This film helps us to understand the essence of that unspeakable, inconceivable, profoundly human and horribly inhuman part of war, as told through letters written by our soldiers and nurses.
We will hear a few excerpts from these letters a little later.
One of those soldiers is my predecessor, the Right Honourable Georges Vanier, who returned from the First World War with his right leg amputated but more convinced than ever of the need to stand up to barbarism in all forms.
So many young people have chosen to make unimaginable sacrifices in the name of justice and freedom.
How can we ever repay the debt we owe them, if not by remembering them, as we do each and every year on this date?
How can we ever thank them, if not by pledging to defend the same values they fought and risked their lives for?
“It came with a price, this thing we hold close
Of everything else, peace cost us the most.”
Yes, Andrea Murray, as you describe so eloquently in your poem, which took first place in the Literary and Poster Contest, we paid a steep price to rebuild peace during one of the bloodiest centuries in our history.
Exactly 90 years ago today, the Allied forces and their enemies signed an armistice treaty.
The whole world thought it had seen the last of war.
But there have been others, just as deadly.
Even now, Canada is once again faced with the harsh and painful reality of an armed conflict.
Our soldiers are again leaving their parents, children, loves and friends behind to help others struggling under the yoke of violence, barbarism and oppression.
We will not forget them on this Remembrance Day.
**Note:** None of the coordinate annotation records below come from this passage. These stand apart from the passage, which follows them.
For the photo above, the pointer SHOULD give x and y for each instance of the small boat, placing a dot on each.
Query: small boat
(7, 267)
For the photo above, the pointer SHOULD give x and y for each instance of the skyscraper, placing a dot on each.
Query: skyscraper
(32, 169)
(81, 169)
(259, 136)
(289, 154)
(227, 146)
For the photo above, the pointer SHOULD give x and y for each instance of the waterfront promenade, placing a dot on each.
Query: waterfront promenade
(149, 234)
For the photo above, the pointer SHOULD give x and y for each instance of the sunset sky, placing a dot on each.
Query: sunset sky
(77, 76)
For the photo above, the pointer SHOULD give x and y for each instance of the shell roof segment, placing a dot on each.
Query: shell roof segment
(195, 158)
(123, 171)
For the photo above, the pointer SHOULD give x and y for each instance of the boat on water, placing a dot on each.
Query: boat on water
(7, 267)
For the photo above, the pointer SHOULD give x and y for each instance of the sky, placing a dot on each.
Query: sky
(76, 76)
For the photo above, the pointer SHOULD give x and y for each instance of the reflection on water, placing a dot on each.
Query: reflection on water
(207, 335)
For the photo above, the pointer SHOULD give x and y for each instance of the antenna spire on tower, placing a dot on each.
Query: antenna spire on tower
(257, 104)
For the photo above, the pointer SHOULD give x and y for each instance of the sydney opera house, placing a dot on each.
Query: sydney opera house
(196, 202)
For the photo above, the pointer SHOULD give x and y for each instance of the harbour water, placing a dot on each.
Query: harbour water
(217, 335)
We will also think of their families, who not only support them, but also deeply respect their choice and their commitment, no matter what, even if the worst should happen.
Mrs. Stachnik, we met on the tarmac, at the military base in Trenton, joined by other grieving families.
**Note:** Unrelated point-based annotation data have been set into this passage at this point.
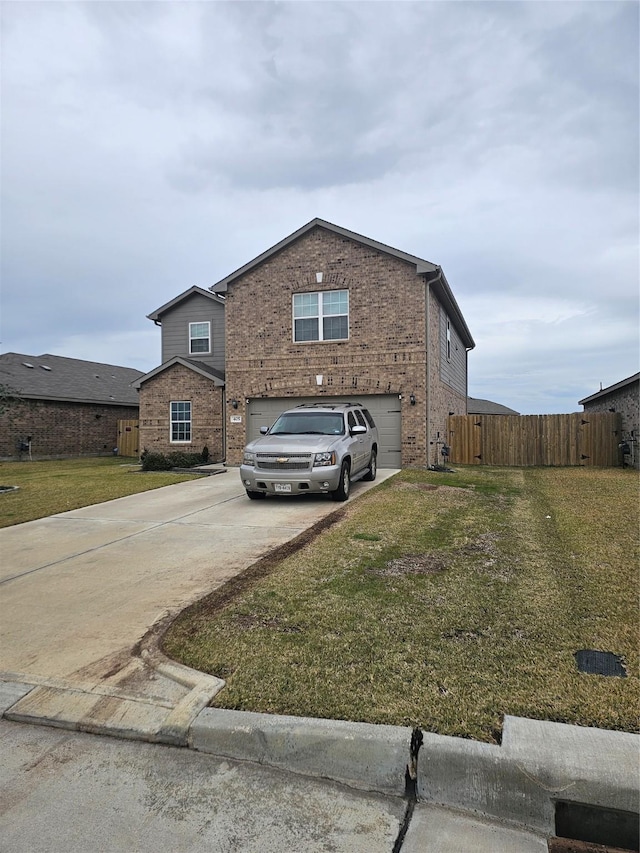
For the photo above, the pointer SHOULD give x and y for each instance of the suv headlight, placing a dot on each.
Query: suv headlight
(323, 459)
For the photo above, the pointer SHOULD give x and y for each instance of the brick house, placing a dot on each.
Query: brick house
(63, 407)
(622, 397)
(323, 314)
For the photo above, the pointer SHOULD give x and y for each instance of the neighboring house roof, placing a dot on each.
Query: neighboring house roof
(54, 377)
(157, 314)
(197, 366)
(475, 406)
(433, 273)
(604, 391)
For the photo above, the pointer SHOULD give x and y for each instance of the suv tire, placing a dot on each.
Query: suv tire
(342, 492)
(373, 468)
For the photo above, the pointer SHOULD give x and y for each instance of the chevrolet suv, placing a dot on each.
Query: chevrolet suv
(320, 448)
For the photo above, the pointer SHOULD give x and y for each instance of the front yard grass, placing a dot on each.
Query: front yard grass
(442, 601)
(46, 488)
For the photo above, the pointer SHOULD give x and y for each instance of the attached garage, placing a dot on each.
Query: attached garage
(385, 409)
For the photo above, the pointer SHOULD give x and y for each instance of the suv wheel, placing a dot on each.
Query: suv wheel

I wanted to be there, to stand beside you and all those who had lost a loved one in Afghanistan, and I thank you for allowing me to share that moment with you.
Mrs. Stachnik, your son Shane was a sergeant from 2 Combat Engineer Regiment.
He was an experienced soldier, having already gone on a number of missions, including two in Bosnia and one in Sri Lanka after the devastating tsunami.
Yes, he helped people whose lives had been devastated by war and natural disasters.
He was a generous soul.
He supported the efforts being made to restore stability and security in Afghanistan.
He was very courageous.
He came to the rescue of families on the other side of the world that were deprived of their most basic rights.
He was a humanist.
You have every reason to be proud of him and of what he did through his commitment and conviction.
Mrs. Stachnik, Canadians all across the country share the pride you have for your son.
They also mourn with you, as they do with all those whose son, daughter, spouse, daddy or mommy did not return from a mission.
We will never forget the men and women who paid for freedom with their lives; nor will we forget those who mourned them and those who mourn them still.
That is a promise.
Our promise of hope.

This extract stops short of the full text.